Successful Surgery on Patient with Rare Chest Wall Disorder20/04/2021
Hoan My Sai Gon Hospital recently successfully treated a patient with a rare condition called ‘chest wall
disorder’ using a metal bar. The patient is Mr. L.H.K, currently living in Ca Mau.
According to doctors,
chest wall disorder (pectus excavatum), also known as ‘sunken chest syndrome’ and ‘funnel chest’, is a deformity caused by the unusual growth of several ribs and sternums, making the chest cave in. This is a congenital deformity that is difficult to detect in infants and is more frequently seen in males than in females. Symptoms of the chest caving in will be easier to see as the child grows and reaches puberty.
In an interview with a reporter from Law and Life magazine, Mr. K’s mother shared that: “When my son was 16, I found that his chest had completely sunken in, but there were no clear symptoms when he was 3-4”. When he reached 18, Mr. K frequently experienced exhaustion and aches when exerting himself, and upon the doctors’ advice, he decided to undergo pectus excavatum repair surgery using metal bars at Hoan My Sai Gon Hospital.
A second degree specialist, Doctor Thong Minh Cao from the Thoracic Cardiology Department clarified
that: “In recent years, to effectively treat pectus excavatum, improve body aesthetics and prevent complications to overall health caused by the disorder, doctors started using a method called pectus excavatum repair surgery, a method involving a metal bar (the Nuss method). The metal bar will raise and stabilise the ribcage utilising endoscopic surgery. After the operation, the chest will take a normal shape instead of being sunken in.
Doctor Thong Minh Cao further explained that if the sternum goes too far inward, it will result in certain complications inhibiting the functions of the patient’s heart and lungs. People who suffer from sunken chest syndrome experience symptoms such as shortness of breath and a tight chest, and the deep chest dent may cause patients to lose confidence during daily life and communication, quickly deteriorating their mental and physical health. In serious cases of pectus excavatum, the heart and lungs are squeezed due to the dent putting pressure on the heart, moving it out of position, and severely affecting respiratory functions due to the limited volume of the chest. The chest cannot expand enough, and therefore cannot provide the air volume needed for the lungs to operate, ultimately reducing the air intake of the patient.
In Mr. K’s situation, more than two years since the initial pectus excavatum repair, doctors proceeded to perform surgery and remove the metal bar used to raise the chest. Mr. K is in perfectly fine health after the bar removal surgery, but he still needs to refrain from strenuous physical activities.
After his surgery, Mr. K’s chest dent completely disappeared, and his chest has now healed and has a round, normal shape without having to rely on the metal bar like before. The successful treatment has helped Mr. K take his life back, regain confidence and become more optimistic.
According to doctor Thong, chest wall disorder cannot naturally heal itself and tends to get worse with time, especially during puberty when the bones and cartilage harden fast. Doctor Thong advises parents to take their children to the hospital as soon as they see unusual symptoms in their child’s chest, to avoid health complications caused by sunken chest syndrome.

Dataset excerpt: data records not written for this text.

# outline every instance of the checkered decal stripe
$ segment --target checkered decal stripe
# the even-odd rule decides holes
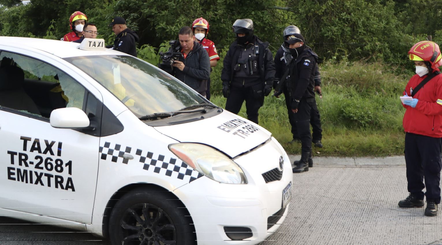
[[[154,154],[150,151],[148,151],[146,156],[144,156],[142,151],[139,149],[137,149],[135,155],[140,156],[140,162],[144,164],[143,169],[145,170],[153,169],[155,173],[164,173],[168,176],[175,177],[180,180],[189,178],[189,183],[202,176],[202,174],[183,162],[177,161],[176,158],[171,158],[168,161],[164,161],[164,156],[160,155],[158,157],[153,158]]]
[[[110,148],[110,143],[106,142],[104,143],[104,147],[100,147],[100,153],[101,153],[101,159],[106,160],[107,156],[111,158],[111,161],[114,162],[117,162],[119,158],[122,159],[123,163],[127,164],[127,162],[129,161],[128,159],[123,158],[123,155],[125,153],[130,153],[132,150],[132,148],[129,147],[126,147],[126,148],[124,151],[122,151],[121,145],[115,144],[115,146],[113,148]]]
[[[107,158],[110,158],[110,160],[114,162],[121,159],[123,163],[127,164],[129,159],[123,158],[123,155],[125,153],[130,154],[132,147],[122,147],[118,144],[110,147],[110,142],[106,142],[104,146],[100,147],[101,159],[107,160]],[[140,156],[139,162],[144,164],[143,169],[145,170],[186,181],[188,179],[189,183],[203,176],[183,162],[177,161],[175,158],[171,158],[168,161],[164,161],[165,157],[163,155],[159,155],[157,157],[154,158],[154,155],[156,155],[153,152],[148,151],[143,155],[143,151],[140,149],[137,149],[135,155]]]

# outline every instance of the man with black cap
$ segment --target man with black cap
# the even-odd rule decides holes
[[[286,78],[289,103],[301,140],[301,159],[293,168],[293,172],[301,173],[309,171],[309,162],[313,164],[310,113],[315,102],[316,60],[311,49],[306,48],[305,41],[301,34],[290,35],[285,42],[292,57]],[[280,93],[281,88],[277,87],[275,94]]]
[[[124,19],[115,17],[112,19],[109,26],[112,26],[112,30],[117,37],[114,41],[114,45],[107,45],[106,48],[112,48],[137,57],[135,42],[140,38],[135,32],[127,28]]]
[[[246,101],[248,120],[258,124],[258,110],[272,90],[275,68],[269,43],[253,34],[253,22],[237,19],[233,25],[236,40],[224,57],[221,73],[225,109],[238,114]]]

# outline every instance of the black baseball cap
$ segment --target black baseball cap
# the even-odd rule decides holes
[[[116,24],[121,24],[122,25],[126,25],[126,21],[124,19],[123,17],[120,17],[119,16],[115,16],[114,17],[114,19],[112,19],[112,22],[109,24],[110,26],[113,26],[114,25]]]
[[[293,44],[293,43],[296,43],[300,41],[305,42],[304,37],[299,33],[295,33],[293,35],[289,36],[287,38],[288,38],[287,40],[285,40],[284,41],[288,44]]]

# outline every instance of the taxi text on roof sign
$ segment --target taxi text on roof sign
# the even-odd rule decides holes
[[[81,41],[78,48],[84,50],[103,50],[106,49],[104,39],[86,38]]]

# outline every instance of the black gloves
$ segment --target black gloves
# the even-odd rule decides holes
[[[292,102],[290,103],[290,106],[292,107],[292,109],[294,110],[297,109],[298,105],[299,105],[299,101],[293,99],[292,100]]]
[[[222,85],[222,95],[224,96],[225,98],[227,98],[229,97],[229,94],[230,94],[230,89],[229,88],[229,85],[228,84],[223,84]]]
[[[279,79],[275,78],[274,80],[273,80],[273,88],[274,89],[276,89],[276,87],[278,86],[278,83],[279,83]]]
[[[266,84],[264,86],[264,95],[267,96],[270,94],[270,92],[272,91],[272,86],[271,85]]]

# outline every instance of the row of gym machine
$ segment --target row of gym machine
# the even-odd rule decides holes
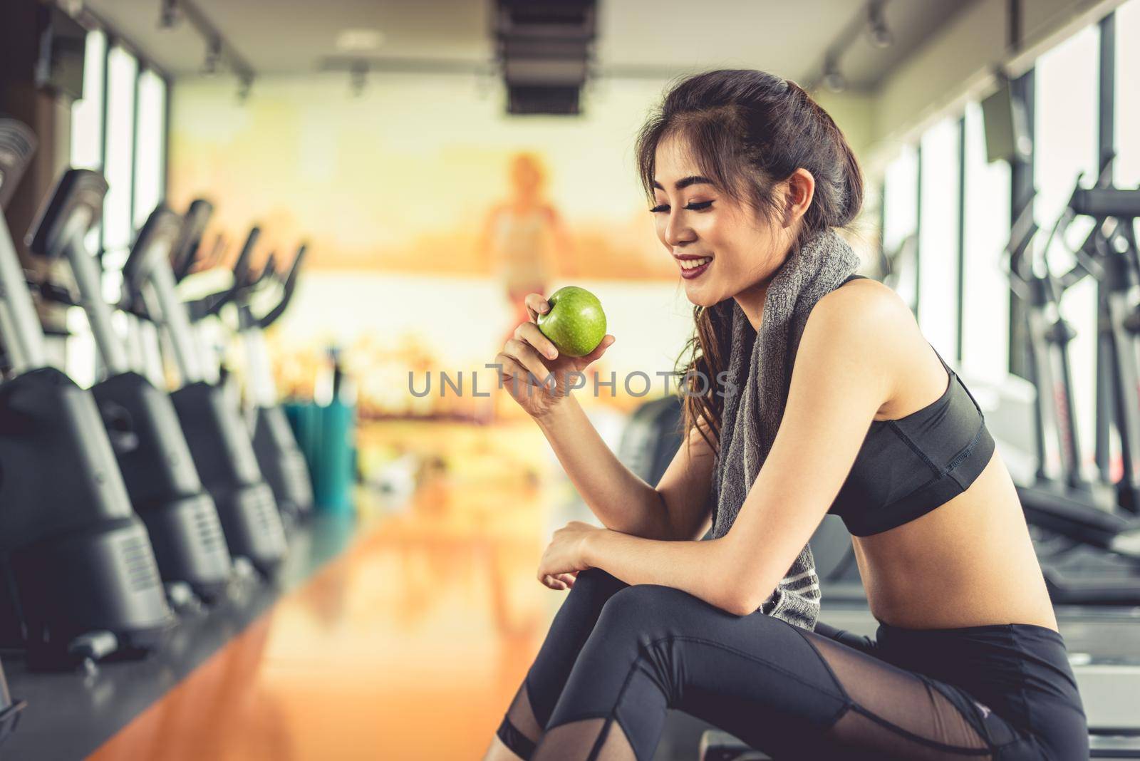
[[[35,146],[0,117],[0,208]],[[106,191],[99,173],[66,171],[27,231],[30,253],[66,262],[73,287],[31,285],[0,214],[0,647],[30,669],[154,649],[184,607],[271,580],[314,506],[262,336],[290,302],[304,247],[288,267],[270,256],[253,272],[254,228],[227,287],[184,302],[178,285],[203,265],[212,207],[160,205],[112,304],[88,243]],[[85,312],[100,366],[89,390],[49,361],[32,291]],[[244,400],[201,336],[223,313],[247,350]],[[0,731],[19,707],[0,677]]]

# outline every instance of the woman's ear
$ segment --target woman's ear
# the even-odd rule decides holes
[[[784,227],[791,227],[812,206],[812,198],[815,196],[815,178],[800,166],[784,182],[788,183],[784,191]]]

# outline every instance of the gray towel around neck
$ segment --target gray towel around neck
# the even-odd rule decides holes
[[[731,319],[728,383],[725,384],[720,447],[712,472],[715,517],[711,539],[728,533],[780,428],[791,370],[812,308],[858,268],[858,255],[833,230],[813,234],[780,268],[764,301],[757,333],[734,298],[714,309]],[[764,551],[757,547],[757,551]],[[805,546],[760,612],[814,629],[820,580]]]

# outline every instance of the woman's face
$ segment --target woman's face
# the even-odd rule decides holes
[[[791,245],[788,228],[701,178],[683,140],[658,144],[653,180],[657,237],[674,257],[693,304],[711,306],[763,287],[783,263]]]

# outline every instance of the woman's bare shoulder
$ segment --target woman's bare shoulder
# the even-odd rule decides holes
[[[914,377],[917,365],[927,367],[933,361],[942,370],[910,306],[878,280],[861,278],[836,288],[816,303],[808,322],[833,336],[837,351],[844,350],[839,343],[849,350],[872,351],[882,370],[895,376],[891,385],[896,387]],[[864,339],[854,342],[853,336]],[[921,361],[917,363],[915,358]]]

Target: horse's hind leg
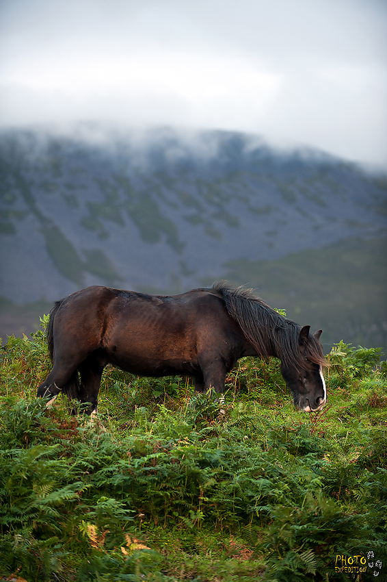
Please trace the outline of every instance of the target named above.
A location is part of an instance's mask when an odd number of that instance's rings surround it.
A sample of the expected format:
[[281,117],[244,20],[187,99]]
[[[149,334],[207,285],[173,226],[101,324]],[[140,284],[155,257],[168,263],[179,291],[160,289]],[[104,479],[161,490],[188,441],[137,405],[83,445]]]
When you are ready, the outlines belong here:
[[92,357],[87,358],[79,368],[81,380],[79,400],[81,403],[90,403],[85,411],[88,414],[96,411],[103,368],[104,366]]
[[[52,398],[57,396],[65,385],[72,385],[72,391],[77,392],[77,382],[75,377],[76,365],[68,366],[58,359],[53,366],[53,369],[44,382],[38,387],[37,396],[40,398]],[[77,394],[73,397],[77,398]]]

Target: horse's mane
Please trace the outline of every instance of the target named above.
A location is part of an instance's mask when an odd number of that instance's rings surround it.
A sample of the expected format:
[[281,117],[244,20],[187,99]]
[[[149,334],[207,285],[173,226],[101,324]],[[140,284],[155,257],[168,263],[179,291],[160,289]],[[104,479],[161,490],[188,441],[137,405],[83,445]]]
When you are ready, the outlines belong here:
[[[232,288],[219,281],[213,285],[212,290],[222,296],[228,314],[260,355],[268,357],[275,354],[286,366],[305,368],[305,353],[299,344],[300,325],[277,313],[254,295],[252,289]],[[306,349],[308,359],[326,366],[321,344],[311,333]]]

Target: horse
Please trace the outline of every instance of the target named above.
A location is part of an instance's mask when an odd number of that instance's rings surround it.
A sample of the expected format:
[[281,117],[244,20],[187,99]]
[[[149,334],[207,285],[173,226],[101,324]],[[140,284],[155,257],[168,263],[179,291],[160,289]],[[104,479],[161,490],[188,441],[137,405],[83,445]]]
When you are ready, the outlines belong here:
[[178,295],[88,287],[51,311],[53,368],[38,396],[52,399],[62,392],[88,403],[91,414],[109,364],[139,376],[188,377],[197,392],[216,396],[239,358],[273,357],[295,407],[319,412],[327,401],[327,364],[322,330],[310,329],[283,317],[252,290],[225,281]]

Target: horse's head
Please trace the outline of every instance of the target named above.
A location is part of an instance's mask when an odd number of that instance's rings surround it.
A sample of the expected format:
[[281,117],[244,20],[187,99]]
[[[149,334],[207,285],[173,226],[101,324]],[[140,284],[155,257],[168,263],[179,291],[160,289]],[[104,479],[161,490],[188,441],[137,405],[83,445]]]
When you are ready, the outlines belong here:
[[297,366],[281,363],[281,374],[293,394],[295,406],[305,412],[318,412],[327,401],[323,375],[323,353],[319,341],[322,330],[309,334],[310,326],[299,331],[299,362]]

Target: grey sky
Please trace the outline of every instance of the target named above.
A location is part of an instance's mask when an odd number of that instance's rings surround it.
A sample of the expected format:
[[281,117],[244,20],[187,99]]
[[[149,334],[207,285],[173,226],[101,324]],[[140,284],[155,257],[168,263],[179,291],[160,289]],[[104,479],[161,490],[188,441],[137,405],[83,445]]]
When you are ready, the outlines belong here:
[[0,123],[239,129],[387,166],[383,0],[0,0]]

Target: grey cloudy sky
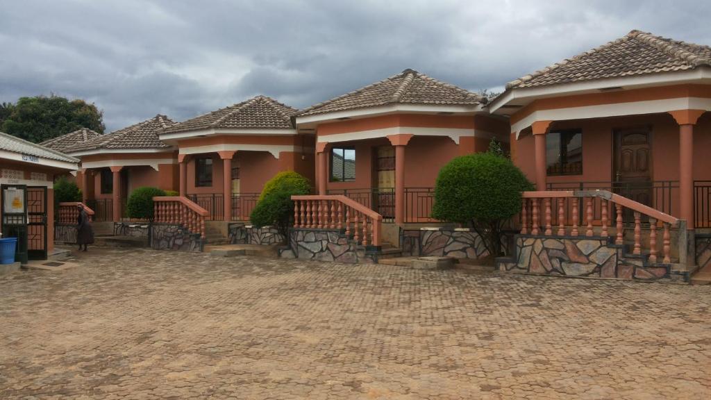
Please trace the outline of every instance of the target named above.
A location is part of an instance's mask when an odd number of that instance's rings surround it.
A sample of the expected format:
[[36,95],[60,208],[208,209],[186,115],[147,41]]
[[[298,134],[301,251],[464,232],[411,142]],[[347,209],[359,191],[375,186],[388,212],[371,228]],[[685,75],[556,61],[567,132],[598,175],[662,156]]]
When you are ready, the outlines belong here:
[[711,44],[711,1],[0,0],[0,101],[95,102],[107,128],[257,94],[301,108],[407,68],[469,90],[637,28]]

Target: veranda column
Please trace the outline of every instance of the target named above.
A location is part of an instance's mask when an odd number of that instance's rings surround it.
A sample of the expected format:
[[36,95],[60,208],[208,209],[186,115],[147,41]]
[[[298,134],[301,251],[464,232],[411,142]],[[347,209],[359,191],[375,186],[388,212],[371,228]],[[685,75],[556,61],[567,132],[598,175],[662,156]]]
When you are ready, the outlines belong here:
[[400,134],[387,137],[395,147],[395,223],[405,222],[405,147],[412,135]]
[[188,155],[178,154],[178,165],[180,171],[178,179],[178,194],[183,197],[188,194]]
[[319,185],[319,194],[324,196],[326,194],[326,185],[328,184],[328,162],[326,157],[326,145],[328,142],[321,142],[316,144],[316,180]]
[[545,135],[552,121],[536,121],[531,125],[533,131],[534,158],[535,159],[536,190],[545,190]]
[[679,218],[694,228],[694,125],[703,110],[670,111],[679,124]]
[[113,175],[112,189],[112,211],[114,222],[121,221],[121,169],[123,167],[109,167]]
[[82,169],[82,202],[85,204],[89,200],[89,170]]
[[223,206],[225,221],[232,221],[232,157],[234,151],[218,152],[223,160]]

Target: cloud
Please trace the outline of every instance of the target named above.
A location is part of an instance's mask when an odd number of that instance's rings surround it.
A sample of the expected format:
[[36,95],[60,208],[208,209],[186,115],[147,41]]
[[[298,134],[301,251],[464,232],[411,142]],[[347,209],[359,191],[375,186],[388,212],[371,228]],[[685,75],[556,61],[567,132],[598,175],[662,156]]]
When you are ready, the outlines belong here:
[[[683,3],[683,4],[682,4]],[[4,1],[0,101],[92,101],[109,130],[264,94],[304,107],[417,69],[470,90],[633,28],[711,43],[705,1]]]

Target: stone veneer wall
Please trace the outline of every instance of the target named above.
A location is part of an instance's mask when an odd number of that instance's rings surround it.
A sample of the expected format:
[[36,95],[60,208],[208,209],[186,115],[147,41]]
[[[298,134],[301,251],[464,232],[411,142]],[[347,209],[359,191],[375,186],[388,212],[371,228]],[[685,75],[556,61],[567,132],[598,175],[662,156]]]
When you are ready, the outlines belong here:
[[77,226],[55,223],[54,241],[67,244],[77,243]]
[[466,228],[403,230],[402,255],[481,258],[488,256],[481,238]]
[[156,250],[201,252],[204,246],[199,234],[193,233],[180,225],[151,225],[151,247]]
[[132,238],[146,238],[148,239],[150,233],[150,224],[145,223],[129,223],[127,222],[114,223],[114,236],[131,236]]
[[517,235],[513,258],[498,258],[499,270],[562,276],[680,280],[670,265],[645,262],[624,253],[606,237],[555,237]]
[[699,269],[711,265],[711,234],[696,234],[696,265]]
[[270,246],[284,242],[284,236],[271,226],[257,228],[243,223],[230,223],[228,233],[231,244],[261,244]]
[[292,228],[289,247],[280,249],[279,256],[353,264],[378,263],[377,252],[357,245],[338,229]]

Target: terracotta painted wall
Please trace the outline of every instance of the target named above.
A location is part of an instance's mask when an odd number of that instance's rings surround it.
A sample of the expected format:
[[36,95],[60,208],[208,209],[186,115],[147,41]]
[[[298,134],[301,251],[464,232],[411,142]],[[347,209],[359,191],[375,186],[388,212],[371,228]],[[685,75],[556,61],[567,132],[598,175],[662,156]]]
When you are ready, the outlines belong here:
[[[581,128],[583,137],[583,174],[547,177],[548,182],[577,184],[580,181],[610,181],[614,179],[613,132],[626,127],[650,125],[652,130],[652,179],[679,179],[679,127],[670,115],[659,114],[557,122],[557,128]],[[515,142],[515,163],[532,181],[535,179],[534,140],[522,134]],[[694,179],[711,180],[711,113],[707,112],[694,130]],[[673,189],[673,196],[678,195]],[[673,205],[674,205],[673,199]],[[678,213],[678,202],[672,213]]]

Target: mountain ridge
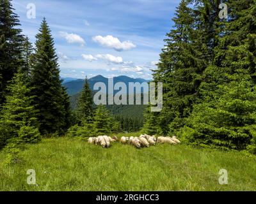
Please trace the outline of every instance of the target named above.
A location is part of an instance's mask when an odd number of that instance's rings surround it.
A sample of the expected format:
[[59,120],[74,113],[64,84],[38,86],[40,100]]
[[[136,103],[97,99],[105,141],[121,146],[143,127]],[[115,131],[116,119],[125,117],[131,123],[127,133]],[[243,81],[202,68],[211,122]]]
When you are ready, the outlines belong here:
[[[68,78],[70,79],[70,78]],[[65,82],[65,78],[63,78],[62,79],[64,80],[63,82],[63,85],[67,89],[68,95],[74,95],[78,92],[80,92],[83,90],[83,87],[84,84],[84,79],[74,79],[74,80],[69,80],[67,82]],[[103,82],[106,85],[108,91],[108,78],[104,77],[101,75],[99,75],[94,77],[90,78],[88,79],[90,87],[92,90],[93,90],[93,86],[96,83]],[[150,80],[147,80],[140,78],[134,78],[125,75],[115,76],[113,78],[113,80],[114,84],[118,82],[124,82],[125,84],[127,87],[129,82],[139,82],[140,84],[142,84],[143,82],[148,83],[150,82]],[[148,90],[145,90],[143,91],[148,91]]]

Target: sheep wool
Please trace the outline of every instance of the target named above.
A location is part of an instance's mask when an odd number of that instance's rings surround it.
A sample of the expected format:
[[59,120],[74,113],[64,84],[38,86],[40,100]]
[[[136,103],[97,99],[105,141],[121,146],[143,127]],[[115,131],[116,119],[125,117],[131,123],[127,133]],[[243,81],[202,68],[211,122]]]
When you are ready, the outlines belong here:
[[149,143],[144,138],[140,138],[140,141],[142,145],[142,146],[145,147],[149,147]]
[[140,148],[141,147],[140,144],[140,141],[138,139],[133,139],[131,142],[132,145],[137,148]]
[[110,136],[108,137],[108,139],[109,139],[110,143],[113,143],[113,142],[116,142],[116,140],[111,138]]
[[110,141],[108,136],[104,135],[103,138],[105,140],[106,143],[106,147],[110,147]]
[[107,145],[105,142],[105,139],[102,136],[100,136],[98,137],[99,138],[99,143],[103,148],[105,148]]
[[93,144],[94,142],[95,142],[96,138],[88,138],[88,143],[90,144]]
[[124,145],[126,144],[127,143],[126,138],[125,136],[122,136],[120,139],[120,142]]
[[156,145],[156,142],[154,140],[153,137],[150,137],[148,138],[148,142],[149,143],[149,145]]

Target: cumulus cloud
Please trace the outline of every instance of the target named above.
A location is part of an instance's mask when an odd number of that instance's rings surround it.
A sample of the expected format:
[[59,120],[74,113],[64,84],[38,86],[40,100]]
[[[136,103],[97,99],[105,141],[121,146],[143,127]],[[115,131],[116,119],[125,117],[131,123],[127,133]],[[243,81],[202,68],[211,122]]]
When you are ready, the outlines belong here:
[[109,62],[115,64],[122,64],[124,62],[123,58],[121,57],[116,57],[109,54],[106,55],[97,55],[96,57],[98,59],[106,60]]
[[121,66],[118,68],[112,68],[111,71],[120,71],[125,73],[129,72],[135,72],[135,73],[143,73],[145,69],[142,66]]
[[61,37],[65,38],[67,43],[69,44],[76,43],[79,44],[81,46],[84,46],[85,45],[84,40],[78,34],[63,31],[60,31],[60,34]]
[[99,54],[96,55],[95,56],[93,56],[92,55],[83,54],[82,57],[84,59],[88,61],[89,62],[97,61],[98,59],[102,59],[107,61],[109,63],[113,63],[113,64],[124,63],[123,58],[122,58],[121,57],[116,57],[109,54]]
[[88,20],[84,20],[84,25],[85,25],[85,26],[90,26],[90,23],[89,23],[89,22],[88,22]]
[[58,56],[59,57],[59,59],[62,61],[67,62],[67,61],[69,60],[69,57],[66,55],[65,55],[64,54],[63,54],[62,52],[58,52]]
[[106,36],[97,36],[92,38],[92,40],[100,45],[120,52],[128,50],[136,47],[136,46],[129,41],[121,42],[118,38],[108,35]]
[[93,56],[92,55],[85,55],[85,54],[83,54],[83,55],[82,55],[82,57],[83,57],[84,59],[88,61],[89,62],[92,62],[92,61],[98,60],[97,58],[93,57]]
[[156,66],[159,62],[158,62],[158,61],[153,61],[153,62],[151,62],[150,64],[152,66]]

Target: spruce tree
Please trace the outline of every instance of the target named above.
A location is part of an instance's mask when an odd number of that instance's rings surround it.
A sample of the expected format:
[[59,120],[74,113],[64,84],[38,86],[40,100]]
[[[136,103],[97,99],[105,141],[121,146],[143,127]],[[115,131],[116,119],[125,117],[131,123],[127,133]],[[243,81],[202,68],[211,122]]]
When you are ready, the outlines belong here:
[[104,135],[111,133],[118,129],[119,125],[114,120],[113,116],[107,108],[100,105],[93,117],[93,127],[99,135]]
[[63,105],[64,106],[64,124],[63,130],[67,131],[72,124],[74,124],[74,120],[75,120],[74,116],[71,110],[70,98],[67,92],[67,89],[64,87],[62,87],[62,99]]
[[91,122],[93,117],[93,101],[87,76],[77,104],[77,116],[83,123]]
[[24,64],[22,66],[22,71],[27,75],[28,80],[30,80],[33,52],[34,48],[32,43],[29,41],[28,37],[26,36],[23,43],[22,58]]
[[182,0],[177,8],[174,27],[167,34],[167,45],[153,75],[155,82],[163,83],[163,108],[159,114],[145,117],[152,120],[157,115],[157,123],[150,125],[146,120],[145,125],[160,127],[161,134],[176,134],[202,99],[204,71],[218,43],[219,4],[218,0]]
[[19,26],[11,1],[0,0],[0,106],[8,93],[8,82],[22,64],[24,36]]
[[36,36],[36,52],[31,70],[32,94],[39,110],[42,134],[63,133],[65,108],[54,43],[45,18]]
[[10,94],[1,111],[2,145],[14,138],[19,142],[36,142],[40,136],[38,129],[38,111],[32,105],[33,97],[31,89],[24,83],[25,75],[20,69],[15,74],[8,87]]
[[256,6],[255,1],[228,3],[225,34],[201,87],[205,99],[195,106],[182,135],[196,145],[255,154]]

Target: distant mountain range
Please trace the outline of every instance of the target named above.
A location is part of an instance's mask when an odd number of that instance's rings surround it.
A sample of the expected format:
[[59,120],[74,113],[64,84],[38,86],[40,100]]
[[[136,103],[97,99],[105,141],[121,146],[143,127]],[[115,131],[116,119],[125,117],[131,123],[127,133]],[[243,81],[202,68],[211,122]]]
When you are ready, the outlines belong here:
[[[83,87],[84,84],[84,80],[83,79],[77,79],[72,78],[61,78],[63,82],[63,84],[65,87],[67,88],[68,94],[70,96],[74,95],[78,92],[80,92],[83,90]],[[93,89],[94,85],[97,82],[103,82],[106,84],[107,87],[108,91],[108,78],[102,76],[102,75],[98,75],[88,79],[90,87],[92,90]],[[124,82],[126,86],[129,87],[129,82],[139,82],[140,84],[143,82],[149,82],[150,80],[146,80],[143,78],[133,78],[127,76],[120,76],[114,77],[114,84],[117,82]],[[148,91],[148,90],[145,90],[144,91]]]

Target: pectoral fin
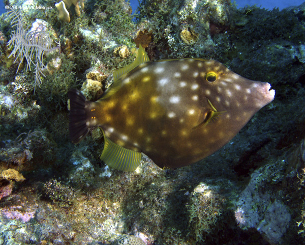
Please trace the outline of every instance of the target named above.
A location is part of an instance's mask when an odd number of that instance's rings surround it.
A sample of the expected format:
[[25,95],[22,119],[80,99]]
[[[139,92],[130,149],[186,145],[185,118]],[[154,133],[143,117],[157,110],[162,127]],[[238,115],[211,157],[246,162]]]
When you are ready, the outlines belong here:
[[132,172],[140,165],[141,152],[129,150],[114,143],[105,134],[104,138],[105,145],[101,159],[108,166],[118,170]]

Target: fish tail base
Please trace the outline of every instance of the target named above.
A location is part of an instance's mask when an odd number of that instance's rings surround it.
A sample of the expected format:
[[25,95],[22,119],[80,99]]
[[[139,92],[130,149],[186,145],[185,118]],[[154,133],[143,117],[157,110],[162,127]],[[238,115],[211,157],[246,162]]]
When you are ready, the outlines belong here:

Recognisable symptoms are when children complain about pain in the costal cartilage or anticardium areas after doing physically demanding activities. Other symptoms also include anxiety due to atrial arrhythmia or when the child finds it hard to breathe. Specialist doctors can diagnose the disorder by recognising the apex of the heart being shifted to the left, or a deep bowl-shaped dent, or a wide shallow dent. Pectus excavatum will continue to worsen when the patient reaches puberty. Therefore, it is necessary to perform the surgery in time, to ensure the heart and lungs can perform their functions safely. Doctors are concerned about children being misdiagnosed and incorrectly treated due to certain areas being underdeveloped in medical knowledge, causing the patients to suffer from sunken chest syndrome for a long time. Untreated, the body cannot continue to grow due to pressure on the heart and lungs. Some places even diagnose the dangerous syndrome as rickets or malnourishment. As such, patients need to get checked out at hospitals with specialists and modern medical equipment.
Rare chest wall disorder in all 4 family members
Not long ago, while teaching pectus excavatum repair methods to doctors at Da Nang General Hospital, doctors at the University of Medicine and Pharmacy and the University of Medicine and Pharmacy’s Hospital performed surgery on a family in which all 4 members suffered from pectus excavatum.
The family consisted of Mr. B.T.H (aged 43) and his 3 daughters T.T.N.H (aged 19), C.T.N.H (aged 16),
and T.T.N.H (aged 13). According to doctors, it is extremely rare for 4 members
of the same family to suffer from this syndrome. Congenital pectus excavatum is
frequently seen in the population, with a rate of 1 out of 263 babies born. The
syndrome has long been acknowledged, but the cause remains unknown. Scientists
have confirmed that the syndrome is genetic but have yet to pinpoint the relevant
gene. In global medical literature, the family with the highest number of
members inflicted with pectus excavatum cases is three people.